After watching the Saints lose to Tampa last weekend and then contemplating the Saints' next opponent, the Colts, I considered the many similarities between the Drew Brees-led Saints and the Peyton Manning-led Colts.
Mostly, my thoughts centered around the winless 2011 Colts and how their team was rendered almost completely incapable without Peyton Manning. Then I thought, "would this same principle hold true for the Saints?"
Before we look any deeper, I also briefly considered The New England Patriots. If you remember back to 2008, the Patriots lost Tom Brady to a season-ending knee injury in the first week of the season. Even in Brady's absence, the Patriots won eleven games that season with unproven Matt Cassel at the helm.
This disparity in outcomes has starkly illustrated the disparity in both the Patriots and the Colts franchises: one team (the Colts) has been almost completely dependent on the fortunes of one player (Manning), while the other team (the Patriots) has built a sustainable model and roster depth to handle the unpredictability of every season.
So where do the Saints fit into this? Are the Saints like the Colts? Are they basically a one-man team? I realize that in even considering this, it's tremendously insulting to the many other professionals within the Saints' organization to speculate that their efforts are potentially marginally impactful and, instead, the fate of the team rests mostly on the performance of one elite player. It's disconcerting to say the least.
Over the course of Drew Brees' career in New Orleans, it's been conventional wisdom, by my estimation, that the Saints' fortunes have largely hinged upon the success of Drew Brees. It's always seemed like Brees has shouldered a disproportionate burden of responsibility for winning and losing. Really, that's a good thing because Brees is so good. But can it be better?
Moreover, it seems like even in the games Brees plays at a high level, the Saints still sometime struggle.
So I went back and looked at all the games of the Drew Brees era in New Orleans. Specifically, I wanted to see how the Saints fared when Brees played subpar; when he played well; and when he played outstanding.
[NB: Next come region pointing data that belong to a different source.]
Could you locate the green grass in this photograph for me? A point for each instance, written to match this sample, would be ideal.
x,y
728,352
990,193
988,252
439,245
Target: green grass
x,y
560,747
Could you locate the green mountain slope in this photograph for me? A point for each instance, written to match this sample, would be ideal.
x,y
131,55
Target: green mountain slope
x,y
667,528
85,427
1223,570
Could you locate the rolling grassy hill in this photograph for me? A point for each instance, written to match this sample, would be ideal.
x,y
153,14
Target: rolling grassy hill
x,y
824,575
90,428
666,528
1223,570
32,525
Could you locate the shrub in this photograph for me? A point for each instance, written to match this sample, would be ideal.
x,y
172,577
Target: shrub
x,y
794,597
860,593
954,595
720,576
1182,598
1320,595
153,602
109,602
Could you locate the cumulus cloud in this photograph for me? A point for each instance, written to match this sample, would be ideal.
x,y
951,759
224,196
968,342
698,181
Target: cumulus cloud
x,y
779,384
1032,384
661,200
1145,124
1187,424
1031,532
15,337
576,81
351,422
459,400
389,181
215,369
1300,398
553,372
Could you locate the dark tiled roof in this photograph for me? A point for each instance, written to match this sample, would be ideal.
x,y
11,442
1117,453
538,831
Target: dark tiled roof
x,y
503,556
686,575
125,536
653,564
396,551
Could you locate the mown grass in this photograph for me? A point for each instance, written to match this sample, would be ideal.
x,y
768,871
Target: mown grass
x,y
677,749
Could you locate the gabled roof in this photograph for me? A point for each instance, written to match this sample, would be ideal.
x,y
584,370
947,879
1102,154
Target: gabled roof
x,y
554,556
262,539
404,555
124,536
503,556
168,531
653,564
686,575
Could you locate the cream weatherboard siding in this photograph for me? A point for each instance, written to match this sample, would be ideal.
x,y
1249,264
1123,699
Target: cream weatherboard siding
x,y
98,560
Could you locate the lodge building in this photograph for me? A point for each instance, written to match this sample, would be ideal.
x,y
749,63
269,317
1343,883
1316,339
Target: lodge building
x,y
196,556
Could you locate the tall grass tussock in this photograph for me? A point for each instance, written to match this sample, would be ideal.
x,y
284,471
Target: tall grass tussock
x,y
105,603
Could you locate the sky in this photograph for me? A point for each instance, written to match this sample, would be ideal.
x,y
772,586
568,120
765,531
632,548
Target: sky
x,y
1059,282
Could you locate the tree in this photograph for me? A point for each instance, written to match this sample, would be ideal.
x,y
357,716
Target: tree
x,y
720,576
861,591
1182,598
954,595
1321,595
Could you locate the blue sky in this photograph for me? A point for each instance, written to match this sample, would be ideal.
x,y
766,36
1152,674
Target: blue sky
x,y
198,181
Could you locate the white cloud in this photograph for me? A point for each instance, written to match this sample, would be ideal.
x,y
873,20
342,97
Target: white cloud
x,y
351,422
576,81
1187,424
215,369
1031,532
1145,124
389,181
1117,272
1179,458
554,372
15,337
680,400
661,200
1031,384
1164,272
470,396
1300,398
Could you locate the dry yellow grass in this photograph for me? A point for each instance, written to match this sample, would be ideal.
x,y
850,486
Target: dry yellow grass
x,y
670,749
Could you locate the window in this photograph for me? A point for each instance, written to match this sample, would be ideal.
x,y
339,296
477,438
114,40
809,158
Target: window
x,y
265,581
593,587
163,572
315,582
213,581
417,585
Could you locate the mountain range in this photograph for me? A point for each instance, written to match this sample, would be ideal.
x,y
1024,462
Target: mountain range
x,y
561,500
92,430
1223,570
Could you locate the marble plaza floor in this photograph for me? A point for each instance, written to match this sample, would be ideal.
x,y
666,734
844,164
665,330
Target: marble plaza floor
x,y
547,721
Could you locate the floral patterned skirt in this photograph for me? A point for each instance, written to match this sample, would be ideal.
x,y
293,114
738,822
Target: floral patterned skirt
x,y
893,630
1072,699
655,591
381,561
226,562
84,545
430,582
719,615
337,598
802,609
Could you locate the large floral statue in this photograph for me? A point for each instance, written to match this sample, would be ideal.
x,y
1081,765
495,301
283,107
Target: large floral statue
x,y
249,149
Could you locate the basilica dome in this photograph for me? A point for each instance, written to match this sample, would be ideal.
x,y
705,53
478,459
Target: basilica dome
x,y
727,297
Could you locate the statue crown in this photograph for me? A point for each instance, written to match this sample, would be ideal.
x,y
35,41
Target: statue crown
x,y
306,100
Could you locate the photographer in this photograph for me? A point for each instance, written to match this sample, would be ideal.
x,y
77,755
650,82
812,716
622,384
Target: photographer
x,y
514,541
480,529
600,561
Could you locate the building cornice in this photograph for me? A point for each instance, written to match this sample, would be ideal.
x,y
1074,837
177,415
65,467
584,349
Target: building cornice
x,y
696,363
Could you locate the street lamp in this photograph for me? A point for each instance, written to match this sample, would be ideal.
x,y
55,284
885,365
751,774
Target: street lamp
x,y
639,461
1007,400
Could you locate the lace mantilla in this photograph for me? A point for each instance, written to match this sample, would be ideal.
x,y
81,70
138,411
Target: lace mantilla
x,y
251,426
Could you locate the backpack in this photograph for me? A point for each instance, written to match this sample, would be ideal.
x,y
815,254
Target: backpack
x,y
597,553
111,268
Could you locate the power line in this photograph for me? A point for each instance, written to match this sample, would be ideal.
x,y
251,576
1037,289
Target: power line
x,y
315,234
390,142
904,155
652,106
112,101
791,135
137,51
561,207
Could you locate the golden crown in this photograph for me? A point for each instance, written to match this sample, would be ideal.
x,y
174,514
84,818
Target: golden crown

I did this, simply, by correlating Brees' passer ratings to wins and losses. Before I go any further, let's quickly review the Passer Rating statistic. This stat is used by the NFL to judge a QB's performance from game to game; it's essentially a jumbled amalgam that values the importance of the different QB benchmarks--yards, TDs, interceptions, completion percentage, yards per attempt, etc.
A perfect passer rating is 158.3. To give us some context going forward, here are the rankings of the top-8 career passer ratings in NFL history (minimum 70 games played).
In the 91 games Brees has played as a Saint, his average rating in games the Saints have won is a blistering 107.3 (57 games).
In Saints' losses, his rating is a pedestrian 81.4 (34 games).
By comparison, Manning's rating in Colts' wins is 104.3; his rating in losses is 80.9. Brady's rating in Patriots' wins is 101.6; his rating in losses is 70.
Further, in Saints' wins Brees' rating is almost 15 points higher than his average; Manning's is a bit less than 10 points higher than average in Colts' wins; and Brady's is exactly 6 points higher than his average in Patriots' wins.
Does Brees have to play substantially better than his average for the Saints to win?
In short, Brees plays much better than his average in Saints' victories, whereas Manning and Brady (to an even lesser extent) aren't forced to exceed their averages as substantially in their teams' respective wins. Does this indicate that the Saints are even more dependent on Brees than the Colts are on Manning?
Looking a bit deeper, here is a breakdown of how the Saints fare when Brees' passer ratings fall within these ranges.
As you can see, the better Brees performs, the more the Saints win. I know, groundbreaking stuff here.
That the Saints are a combined 51-15 (77%) when Brees rates over 80 illustrates just how dependent the Saints are on Brees.
Conversely, when Brees' performance has fallen below a passer rating of 80, the Saints are an atrocious 6-19 (24%). In the subpar games that Brees has played, the Saints have not been able to muster any sort of antidote to compensate.
This isn't a criticism of Brees, of course. In fact, it's just the opposite.
Because Brees is most often at his best, or close enough to it that the difference is negligible, his talents potentially mask--or at least compensate for--the various shortcomings of the rest of the team. When Brees doesn't excel game-to-game, the Saints struggle.
The challenge for the Saints in 2011 and beyond, in my opinion, is for the defense to provide some semblance of balance to the Saints' fortunes. I obviously can't speak for all Saints' fans, but the prospect of the Saints mirroring the Manning-era Colts is not all that appealing to me. At least, it's not the ideal scenario lest I be thought of as greedy or thankless for a consistently successful Saints' team.
If you recall, those Colts teams have been mostly excellent in the regular season but have too frequently faltered in the postseason, possibly because they relied much too heavily on Peyton Manning.
If the Saints intend on winning multiple Super Bowls with the Brees at the helm, it's incumbent upon them to devise layers of support beneath Brees so as to be able to withstand the infrequent subpar game from their leader. Thus far, the Saints have been less than spectacular at doing this.